💡 Our Technical Review in summary
Summary
- New Feature Expansion: Microsoft is extending the ability to report suspicious Teams messages to organizations with Microsoft Defender for Office 365 Plan 1. This feature was previously restricted to Plan 2.
- Scope: Users will be able to report potential phishing, malware, or spam within internal and external Teams chats, channels, and meeting chats.
- Timeline: The rollout is scheduled to begin and complete in mid-February 2026.
- Functionality: Users can report messages as either a “security risk” (malicious) or “not a security risk” (false positives).
Impact
- For Users: A new reporting interface will appear in Microsoft Teams, allowing users to flag suspicious content directly to the security team.
- For Security Admins: Reported messages will be centralized in the User reported page within the Microsoft Defender portal. This provides better visibility into threats originating in Teams rather than just email.
- Administrative Control: This feature is opt-in. It respects existing “User reported” settings in the Defender portal. If reporting is enabled, Teams admin center toggles will automatically activate to support this workflow.
- Threat Intelligence: Signals from user reports will be integrated into Defender’s detection engine to improve automated protection across the tenant.
Action Required
- Review Configuration: Navigate to the Microsoft Defender portal and review your User reported settings to ensure they align with your organizational policy.
- Define Reporting Destination: Decide whether user-reported messages should be sent to Microsoft, a custom security mailbox, or both.
- User Training: Update internal training materials to show users how to identify and report suspicious Teams messages. Clarify the difference between reporting a security risk versus a standard “ignore” or “delete” action.
- Documentation: Update internal IT helpdesk documentation to include procedures for investigating reported Teams content in the Defender portal.
- Monitoring: Post-deployment in February 2026, monitor the Defender portal for an influx of reports as users begin utilizing the new feature.
Microsoft Official Update
Service: N/A
Category: stayInformed
Severity: normal
[Introduction]
We’re expanding the ability for users to report suspicious Microsoft Teams messages to customers with Microsoft Defender for Office 365 Plan 1. Previously available only to Plan 2, this update helps security teams identify and investigate potential phishing, malware, and spam across internal and external Teams chats, channels, and meeting chats. This enhancement strengthens protection by incorporating user-reported signals into existing Defender detections.
Users will be able to report messages in two ways:
- Report as security risk — for messages suspected to contain phishing, malware, or other malicious content.
- Report as not a security risk — for messages that were incorrectly identified as threats (false positives).
This message is associated with Microsoft 365 Roadmap ID 531760.
[When this will happen]
General Availability (Worldwide): Rollout begins in mid-February 2026 and is expected to complete in mid-February 2026.
[How this affects your organization]
Who is affected:
- Microsoft 365 tenants using Microsoft Defender for Office 365 Plan 1
- Users across Microsoft Teams
- Security admins reviewing reported messages
What will happen:
- Users will see options to report messages as security risks or not security risks.
- Reports will appear on the User reported page in the Defender portal and/or your configured mailbox.
- This feature is opt-in and respects your existing User reported settings.
- Teams admin center toggles for reporting will be automatically enabled when User reported settings are turned on.
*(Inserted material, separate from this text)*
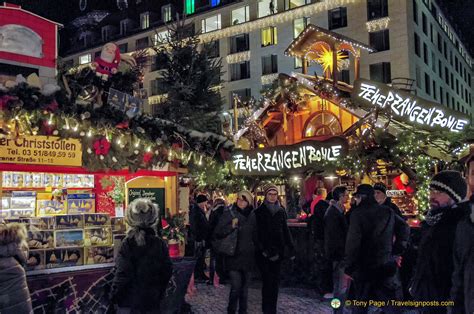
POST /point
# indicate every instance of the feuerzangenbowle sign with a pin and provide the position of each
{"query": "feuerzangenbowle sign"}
(409, 108)
(280, 159)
[What you can do to prepare]
- Enable and configure User reported settings in the Defender portal.
- Review message reported destination preferences for reported messages.
- Communicate reporting guidance to users.
- Review supporting documentation.
- Update internal documentation as needed.
Learn more:
- How your submissions to Defender for Office 365 are processed behind-the-scenes | Microsoft Defender for Office 365 Blog
- Turn off or turn on user reporting of Teams messages in the Defender portal | Microsoft Learn
- User reported message settings in Microsoft Teams | Microsoft Defender for Office 365 | Microsoft Learn
[Compliance considerations]
No compliance considerations identified. Review as appropriate for your organization.